Every AI throughput metric needs an instability twin

2026-06-01


Every AI throughput metric needs an instability twin

June 1, 2026

If your dashboard shows AI made your team faster but doesn't show what it broke, you're reporting half a sentence.

The 2025 DORA report — the first State of DevOps written entirely in the AI-everywhere era — landed on a finding that should reshape every metrics review you run this quarter: AI adoption correlates with higher software delivery throughput AND higher software delivery instability at the same time. Both numbers go up. The report is unusually blunt about it: AI is "a multiplier of existing engineering conditions," strengthening strong teams and exposing weak ones. The time engineers save in code generation is being re-allocated to auditing, verification, and rollback work, not to additional shipped impact.

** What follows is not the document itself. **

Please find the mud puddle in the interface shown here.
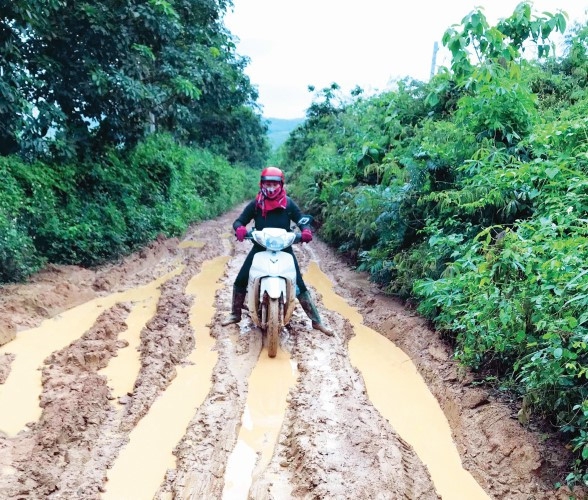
[0,206,580,500]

Most engineering scorecards I have reviewed in the last sixty days show only the upside half. Diffs per engineer. PRs merged per week. Lead time for changes. Sprint completion rate. All trending green. None of them paired with their counter-effect. A senior leader reading those dashboards is making confident judgments from a directionally incomplete picture — they think they are getting faster, and they may also be getting more fragile, and the dashboard is silent on the second part.

This isn't a measurement problem. It's a judgment failure caused by metric design. And the fix is one of the oldest moves in the operations management literature.


Deep Dive — Metrics & Judgment: pair every throughput metric with its counter-effect

The instinct most teams have right now is to "add an AI metric": acceptance rate of AI suggestions, percent of PRs touched by Copilot, AI tool active users per week. These are activity counters. They tell you whether the tool is being used. They do not tell you whether using it is making the system better or worse. Activity metrics are the easiest to collect and the least useful for judgment.

The right move is structural. For every throughput-style metric your team reports up, instrument and report the counter-effect metric next to it, as a pair, at the same cadence, to the same audience. Never one number without the other. This is exactly the design principle behind the DX Core 4 framework that Abi Noda and Laura Tacho introduced in December 2024 with input from the DORA, SPACE, and DevEx authors — they deliberately split the dimensions into oppositional pairs (Speed paired with Quality; Efficiency paired with Impact) so that gains in one dimension cannot quietly mask losses in another. Tacho describes the design intent directly: "Speed is great, but if you're going faster while being less effective, that's not great."

What does pairing look like in practice for an AI-amplified org in mid-2026? A working starter set:

Each pair tells a complete sentence. "We shipped 30% more changes and rollback rate held flat" is unambiguously good news and deserves an investment in more AI tooling. "We shipped 30% more changes and rollback rate is up 20%" is the conversation about where to put guardrails — code review depth, test coverage gates, gradual rollout controls, ownership clarity. Neither sentence can be written without both numbers in hand, and neither leader can defend an investment decision honestly without writing the full sentence.

There is a second-order benefit that matters for senior TPMs and engineering directors specifically: paired metrics protect you in cross-functional disputes. When finance or product asks "why are we slowing down to add more review steps?" you point to the pair. The pair is the argument. You are not the person introducing friction — you are the person reading the second number that everyone else is ignoring. Goodhart's law (which we covered on May 18) explains why a single metric becomes a bad metric the moment it becomes a target. Pairing is the practical defense: the pair, taken together, is harder to game without the gaming showing up immediately in the counter-effect.

A few rules of the road, because pairing badly can be worse than not pairing:

  1. The counter-effect has to be measured by the same team, on the same cadence, with the same fidelity as the headline metric. A weekly throughput number paired with a quarterly satisfaction survey is theater, not pairing.
  2. Counter-effects should be system-level, not person-level. Pairing diffs-per-engineer with bugs-per-engineer creates a stack-rank that engineers will route around. Pair team throughput with team instability instead.
  3. Both numbers in the pair should be defensible in a court of evidence. If you can't explain what either one means to a skeptical CFO in 30 seconds, the pair is too clever to be useful.
  4. When the pair diverges in a way the team cannot explain, that is the next investigation, not the next OKR. Divergence is a signal, not a verdict.
  5. Audit your pairs every six months. AI tooling, team composition, and architecture all change what "counter-effect" means. A pair that was honest in January may be Goodhart-bait by July.

The senior move in mid-2026 is not "track more AI metrics." It's to walk into your next eng review with a one-page scorecard where every throughput row has a counter-effect row underneath it, and to refuse — politely, persistently — to read the top row aloud without reading the bottom row aloud as well.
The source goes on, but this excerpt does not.